London warnt Iran vor „gefährlichem Weg“

von Redaktion

Öl-Tankerkrise im Golf: Trump schickt US-Soldaten nach Saudi Arabien – Oman versucht zu vermitteln

London/Teheran – Der Iran hat Großbritannien in der Tankerkrise vor einem militärischen Eingreifen gewarnt. Seit die iranischen Revolutionsgarden einen Ölfrachter unter britischer Flagge in ihrer Gewalt haben, schaukelt sich die Konfrontation hoch. Die USA wollen zur Abschreckung Soldaten nach Saudi-Arabien entsenden. US-Präsident Donald Trump sagte den verbündeten Briten enge Abstimmung zu.

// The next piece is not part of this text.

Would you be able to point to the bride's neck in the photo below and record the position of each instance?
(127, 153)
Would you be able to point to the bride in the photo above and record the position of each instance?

Die Krise trifft Großbritannien in innenpolitisch turbulenten Zeiten angesichts des ungelösten Brexits und der Entscheidung über den Nachfolger der konservativen Regierungschefin Theresa May (siehe Artikel unten). Der iranische Botschafter in Großbritannien, Hamid Baeidinedschad, twitterte, es gebe politische Kreise in London, die Spannungen jenseits des Tankerstreits wollten. Dies sei gefährlich und unklug. „Der Iran bleibt jedoch entschlossen und ist auf alle möglichen Szenarien vorbereitet“, so der Diplomat.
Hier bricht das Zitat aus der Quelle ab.